My hon. Friend alludes to the fact that the impact assessment on community pharmacy says that cuts to community pharmacies will increase patient health benefits

“by reallocating savings from community pharmacy funding to other uses”—

a point the Minister made—

“ensuring that patient health is unaffected”.

Yet, polling commissioned by Pharmacy Voice shows that one in four patients would make an appointment at a GP if their local chemist was closed—a figure rising to four in five in more deprived communities such as my own in Barnsley.

There is no consideration whatever in the Government’s assessment of the potential downstream costs to other parts of the NHS budget, such as the pressure on GPs and A&E. The Department’s impact assessment does say that these cuts are

“expected to lead to reductions in the employment of pharmacists, pharmacy technicians and other pharmacy staff”,

so the Government are clear at least that local pharmacists—the people many of our constituents rely on—will go because of these cuts.

The impact assessment predicts that there will be a “corresponding increase” in other NHS employee numbers, so there will be “no net effect” on the NHS. That is completely without foundation. Are the Government really trying to tell us today that, for all their talk about the importance of community pharmacies and all the evidence about the pressures that will result on GPs and A&Es, which are already overstretched, the work of pharmacists in our local communities will, and should be, taken up by a corresponding increase in other NHS staff?

The impact assessment says:

“the modelling does not take any account of potential reduction in opening hours which may also affect access.”

You bet! New research published today and carried out by the National Pharmacy Association shows that, when faced with the Government’s budgetary cuts, 86% of community pharmacies are likely to limit or remove the home delivery of medicines to housebound patients; 77% of chemists say they will probably become more retail focused to deal with funding shortages—exactly the opposite of what the Minister hopes to achieve; and 54%—more than half—are likely to reduce their opening hours, which will limit patient access and put more strain on our already overstretched GP surgeries and A&E departments.

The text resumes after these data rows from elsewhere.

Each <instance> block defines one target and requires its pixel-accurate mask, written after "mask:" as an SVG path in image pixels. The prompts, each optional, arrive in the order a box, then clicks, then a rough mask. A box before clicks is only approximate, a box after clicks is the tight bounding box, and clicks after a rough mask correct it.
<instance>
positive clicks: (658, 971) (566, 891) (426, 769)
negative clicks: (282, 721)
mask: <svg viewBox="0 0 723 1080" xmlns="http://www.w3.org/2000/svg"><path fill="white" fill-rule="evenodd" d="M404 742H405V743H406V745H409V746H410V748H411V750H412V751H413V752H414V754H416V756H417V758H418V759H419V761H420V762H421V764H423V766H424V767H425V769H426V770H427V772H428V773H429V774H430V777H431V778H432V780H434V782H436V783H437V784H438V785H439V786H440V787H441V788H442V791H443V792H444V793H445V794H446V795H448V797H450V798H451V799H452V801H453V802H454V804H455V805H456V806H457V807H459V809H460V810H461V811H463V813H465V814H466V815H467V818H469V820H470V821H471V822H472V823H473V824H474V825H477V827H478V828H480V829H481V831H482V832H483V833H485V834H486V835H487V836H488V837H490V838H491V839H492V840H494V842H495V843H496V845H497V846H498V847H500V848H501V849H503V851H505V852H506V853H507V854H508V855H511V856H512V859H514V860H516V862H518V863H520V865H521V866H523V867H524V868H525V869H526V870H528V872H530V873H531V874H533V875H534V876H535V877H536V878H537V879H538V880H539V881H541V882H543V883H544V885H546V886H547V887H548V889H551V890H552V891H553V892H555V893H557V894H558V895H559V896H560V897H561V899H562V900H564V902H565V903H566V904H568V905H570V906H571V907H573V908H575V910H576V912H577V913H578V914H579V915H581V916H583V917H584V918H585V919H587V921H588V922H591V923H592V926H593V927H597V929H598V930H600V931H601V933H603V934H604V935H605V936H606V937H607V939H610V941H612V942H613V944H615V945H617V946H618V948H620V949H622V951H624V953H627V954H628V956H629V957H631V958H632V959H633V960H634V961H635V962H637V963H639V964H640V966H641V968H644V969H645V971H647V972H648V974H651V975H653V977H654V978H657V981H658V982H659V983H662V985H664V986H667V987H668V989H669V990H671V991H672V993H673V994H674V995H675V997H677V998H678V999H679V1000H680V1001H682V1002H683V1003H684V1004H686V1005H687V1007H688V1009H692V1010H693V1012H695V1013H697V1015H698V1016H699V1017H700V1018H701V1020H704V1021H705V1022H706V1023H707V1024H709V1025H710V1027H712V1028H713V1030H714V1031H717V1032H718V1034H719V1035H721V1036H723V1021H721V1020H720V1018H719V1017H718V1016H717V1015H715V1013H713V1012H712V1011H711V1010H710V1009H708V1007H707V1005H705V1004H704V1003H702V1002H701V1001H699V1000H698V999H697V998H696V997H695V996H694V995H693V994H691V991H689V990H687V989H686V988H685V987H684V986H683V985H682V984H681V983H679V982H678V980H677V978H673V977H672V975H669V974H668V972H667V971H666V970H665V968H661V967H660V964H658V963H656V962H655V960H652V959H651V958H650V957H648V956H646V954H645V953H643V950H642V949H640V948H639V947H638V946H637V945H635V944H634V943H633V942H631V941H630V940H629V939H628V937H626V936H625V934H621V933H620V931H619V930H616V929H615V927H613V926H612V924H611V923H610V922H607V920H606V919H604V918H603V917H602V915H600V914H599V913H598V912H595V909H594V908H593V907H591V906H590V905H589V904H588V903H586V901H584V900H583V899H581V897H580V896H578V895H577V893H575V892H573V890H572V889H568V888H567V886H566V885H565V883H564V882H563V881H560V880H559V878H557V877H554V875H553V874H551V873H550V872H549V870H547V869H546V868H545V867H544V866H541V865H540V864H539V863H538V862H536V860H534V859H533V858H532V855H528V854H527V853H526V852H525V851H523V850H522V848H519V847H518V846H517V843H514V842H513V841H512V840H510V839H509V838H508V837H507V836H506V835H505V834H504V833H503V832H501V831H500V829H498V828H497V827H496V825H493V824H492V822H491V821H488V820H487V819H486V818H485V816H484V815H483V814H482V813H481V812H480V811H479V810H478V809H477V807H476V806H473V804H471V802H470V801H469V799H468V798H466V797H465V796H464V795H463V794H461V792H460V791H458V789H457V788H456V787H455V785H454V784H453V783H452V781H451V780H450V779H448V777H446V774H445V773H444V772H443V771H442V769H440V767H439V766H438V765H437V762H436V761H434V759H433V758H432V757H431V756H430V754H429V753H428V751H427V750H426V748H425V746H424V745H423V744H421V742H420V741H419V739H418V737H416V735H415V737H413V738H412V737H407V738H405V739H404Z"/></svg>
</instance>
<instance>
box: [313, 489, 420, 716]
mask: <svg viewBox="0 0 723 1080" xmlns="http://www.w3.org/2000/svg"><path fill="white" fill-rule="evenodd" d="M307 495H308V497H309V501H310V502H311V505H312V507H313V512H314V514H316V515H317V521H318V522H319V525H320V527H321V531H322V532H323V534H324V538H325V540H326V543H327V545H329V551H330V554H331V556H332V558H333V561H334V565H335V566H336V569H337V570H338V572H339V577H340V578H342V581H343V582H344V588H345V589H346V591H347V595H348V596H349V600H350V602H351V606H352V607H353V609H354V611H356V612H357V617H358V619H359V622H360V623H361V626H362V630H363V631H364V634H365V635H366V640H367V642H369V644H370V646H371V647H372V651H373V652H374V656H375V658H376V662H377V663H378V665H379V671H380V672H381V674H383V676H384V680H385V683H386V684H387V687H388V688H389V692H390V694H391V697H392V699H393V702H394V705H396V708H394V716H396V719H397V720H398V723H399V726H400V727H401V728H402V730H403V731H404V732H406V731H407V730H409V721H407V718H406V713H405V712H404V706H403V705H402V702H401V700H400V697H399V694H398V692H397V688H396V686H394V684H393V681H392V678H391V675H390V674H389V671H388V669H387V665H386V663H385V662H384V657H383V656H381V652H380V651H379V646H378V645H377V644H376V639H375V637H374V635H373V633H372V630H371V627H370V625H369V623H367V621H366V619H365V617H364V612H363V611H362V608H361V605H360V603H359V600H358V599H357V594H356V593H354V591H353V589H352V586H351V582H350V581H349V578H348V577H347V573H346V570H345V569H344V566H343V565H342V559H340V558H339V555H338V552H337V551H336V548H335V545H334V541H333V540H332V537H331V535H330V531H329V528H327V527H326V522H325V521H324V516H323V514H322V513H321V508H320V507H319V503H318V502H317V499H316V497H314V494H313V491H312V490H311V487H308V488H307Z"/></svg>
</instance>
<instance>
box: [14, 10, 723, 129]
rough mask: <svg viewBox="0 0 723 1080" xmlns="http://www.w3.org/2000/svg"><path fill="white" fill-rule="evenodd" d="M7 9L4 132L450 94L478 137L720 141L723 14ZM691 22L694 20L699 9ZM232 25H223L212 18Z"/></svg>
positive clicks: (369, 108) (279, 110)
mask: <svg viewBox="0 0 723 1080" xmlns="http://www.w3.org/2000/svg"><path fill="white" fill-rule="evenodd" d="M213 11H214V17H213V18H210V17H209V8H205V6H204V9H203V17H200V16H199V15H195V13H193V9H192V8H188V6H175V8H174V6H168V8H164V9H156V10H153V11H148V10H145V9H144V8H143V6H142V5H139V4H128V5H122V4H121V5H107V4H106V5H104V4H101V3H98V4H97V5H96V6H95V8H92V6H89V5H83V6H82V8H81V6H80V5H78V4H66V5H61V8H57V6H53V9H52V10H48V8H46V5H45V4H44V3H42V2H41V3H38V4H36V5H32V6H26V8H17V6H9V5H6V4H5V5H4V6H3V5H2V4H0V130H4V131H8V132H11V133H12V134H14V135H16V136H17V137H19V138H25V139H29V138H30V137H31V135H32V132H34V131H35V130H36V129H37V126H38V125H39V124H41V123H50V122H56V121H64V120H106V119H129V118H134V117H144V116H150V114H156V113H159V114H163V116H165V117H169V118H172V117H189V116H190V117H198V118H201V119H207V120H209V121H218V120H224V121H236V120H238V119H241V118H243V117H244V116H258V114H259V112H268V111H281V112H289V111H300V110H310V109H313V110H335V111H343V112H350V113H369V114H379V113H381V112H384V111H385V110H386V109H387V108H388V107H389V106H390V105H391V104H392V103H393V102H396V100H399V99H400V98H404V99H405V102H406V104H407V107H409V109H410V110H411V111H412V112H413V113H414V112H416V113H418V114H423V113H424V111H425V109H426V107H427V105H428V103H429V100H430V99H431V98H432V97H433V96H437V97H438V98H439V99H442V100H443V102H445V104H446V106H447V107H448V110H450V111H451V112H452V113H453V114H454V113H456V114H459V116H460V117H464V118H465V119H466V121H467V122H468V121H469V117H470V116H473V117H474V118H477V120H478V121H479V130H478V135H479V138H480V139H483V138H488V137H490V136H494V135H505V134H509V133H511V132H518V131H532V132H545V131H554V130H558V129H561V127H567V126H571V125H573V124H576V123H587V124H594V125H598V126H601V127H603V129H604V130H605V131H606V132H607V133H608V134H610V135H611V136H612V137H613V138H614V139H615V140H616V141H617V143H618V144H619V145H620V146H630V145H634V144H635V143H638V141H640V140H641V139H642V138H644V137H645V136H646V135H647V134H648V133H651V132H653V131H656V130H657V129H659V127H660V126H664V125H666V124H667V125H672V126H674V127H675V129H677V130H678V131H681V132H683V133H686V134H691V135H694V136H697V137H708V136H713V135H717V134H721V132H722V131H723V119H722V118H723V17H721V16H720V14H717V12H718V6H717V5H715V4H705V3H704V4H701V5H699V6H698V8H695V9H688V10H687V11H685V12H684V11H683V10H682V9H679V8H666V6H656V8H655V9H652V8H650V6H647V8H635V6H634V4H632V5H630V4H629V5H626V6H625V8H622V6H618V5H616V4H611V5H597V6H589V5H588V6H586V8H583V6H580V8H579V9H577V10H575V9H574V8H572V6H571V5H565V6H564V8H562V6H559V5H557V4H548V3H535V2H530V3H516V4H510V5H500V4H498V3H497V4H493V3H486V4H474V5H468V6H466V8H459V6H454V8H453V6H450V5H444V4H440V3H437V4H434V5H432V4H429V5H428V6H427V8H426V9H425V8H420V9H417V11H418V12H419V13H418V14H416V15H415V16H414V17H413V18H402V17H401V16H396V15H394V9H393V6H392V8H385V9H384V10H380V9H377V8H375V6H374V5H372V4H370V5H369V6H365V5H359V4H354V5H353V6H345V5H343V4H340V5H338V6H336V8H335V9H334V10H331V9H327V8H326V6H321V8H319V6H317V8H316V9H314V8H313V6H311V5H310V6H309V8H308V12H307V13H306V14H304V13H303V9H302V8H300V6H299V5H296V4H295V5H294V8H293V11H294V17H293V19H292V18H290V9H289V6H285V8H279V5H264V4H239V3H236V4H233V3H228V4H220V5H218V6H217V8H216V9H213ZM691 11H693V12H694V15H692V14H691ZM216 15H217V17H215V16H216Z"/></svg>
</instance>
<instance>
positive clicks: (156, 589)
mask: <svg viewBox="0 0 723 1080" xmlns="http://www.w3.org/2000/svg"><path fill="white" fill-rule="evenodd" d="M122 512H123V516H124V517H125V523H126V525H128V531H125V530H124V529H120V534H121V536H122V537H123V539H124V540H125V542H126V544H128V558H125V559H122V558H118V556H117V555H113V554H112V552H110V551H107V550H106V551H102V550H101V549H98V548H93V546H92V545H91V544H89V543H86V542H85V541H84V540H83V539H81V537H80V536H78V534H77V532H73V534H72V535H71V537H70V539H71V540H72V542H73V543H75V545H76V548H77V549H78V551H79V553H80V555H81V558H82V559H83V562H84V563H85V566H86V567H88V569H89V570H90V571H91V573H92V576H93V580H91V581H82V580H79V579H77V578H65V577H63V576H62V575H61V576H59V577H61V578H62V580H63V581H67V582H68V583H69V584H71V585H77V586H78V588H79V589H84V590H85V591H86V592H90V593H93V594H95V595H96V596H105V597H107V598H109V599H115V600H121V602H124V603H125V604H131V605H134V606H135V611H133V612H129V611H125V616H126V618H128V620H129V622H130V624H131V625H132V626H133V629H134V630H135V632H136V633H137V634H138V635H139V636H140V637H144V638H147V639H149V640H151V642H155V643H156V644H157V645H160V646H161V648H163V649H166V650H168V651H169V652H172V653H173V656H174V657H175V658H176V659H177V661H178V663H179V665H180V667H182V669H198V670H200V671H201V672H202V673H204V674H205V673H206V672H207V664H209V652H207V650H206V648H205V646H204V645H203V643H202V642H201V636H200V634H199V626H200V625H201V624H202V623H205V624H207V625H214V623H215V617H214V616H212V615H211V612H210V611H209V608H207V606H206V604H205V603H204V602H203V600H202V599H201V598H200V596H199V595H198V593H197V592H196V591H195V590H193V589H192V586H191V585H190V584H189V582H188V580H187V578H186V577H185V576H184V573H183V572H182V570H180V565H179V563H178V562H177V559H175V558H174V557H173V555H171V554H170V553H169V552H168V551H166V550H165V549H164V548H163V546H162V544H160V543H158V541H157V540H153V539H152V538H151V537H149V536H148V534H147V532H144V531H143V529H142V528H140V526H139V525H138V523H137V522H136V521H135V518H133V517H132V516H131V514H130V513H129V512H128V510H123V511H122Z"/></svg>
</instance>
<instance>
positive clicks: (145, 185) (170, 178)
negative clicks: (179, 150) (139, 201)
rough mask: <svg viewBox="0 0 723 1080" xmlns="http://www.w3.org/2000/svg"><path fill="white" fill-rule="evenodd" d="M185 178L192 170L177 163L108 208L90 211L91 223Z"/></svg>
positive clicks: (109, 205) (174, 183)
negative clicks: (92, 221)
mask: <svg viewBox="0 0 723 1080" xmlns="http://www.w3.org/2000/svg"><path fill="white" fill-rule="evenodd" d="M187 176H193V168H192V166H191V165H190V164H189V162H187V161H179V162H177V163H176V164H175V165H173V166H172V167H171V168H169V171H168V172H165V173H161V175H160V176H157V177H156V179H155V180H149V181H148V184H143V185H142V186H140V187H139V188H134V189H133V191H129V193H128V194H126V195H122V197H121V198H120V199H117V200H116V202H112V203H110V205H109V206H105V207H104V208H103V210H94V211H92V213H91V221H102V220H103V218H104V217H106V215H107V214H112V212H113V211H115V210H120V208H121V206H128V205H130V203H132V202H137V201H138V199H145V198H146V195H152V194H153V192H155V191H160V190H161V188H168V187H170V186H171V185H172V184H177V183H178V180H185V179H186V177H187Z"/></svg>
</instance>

To sum up, the Government’s own impact assessment, which is well worth a read, if only for comedy value, reads as though it was written in haste on the back of a cigarette packet. The Government—rather like the Minister—are making up the policy as they go along. What Ministers are actually asking us to do today is to make a leap of faith: to turn a blind eye to all the evidence; to disregard all the warnings; to ignore the unanswered questions, the contradictory statements and the glaring omissions in the Government’s own case; to brush away expert opinion; and to dismiss the concerns of the public. Based on the Department’s own impact assessment, how can any right hon. or hon. Member possibly support the Government in the Lobby today?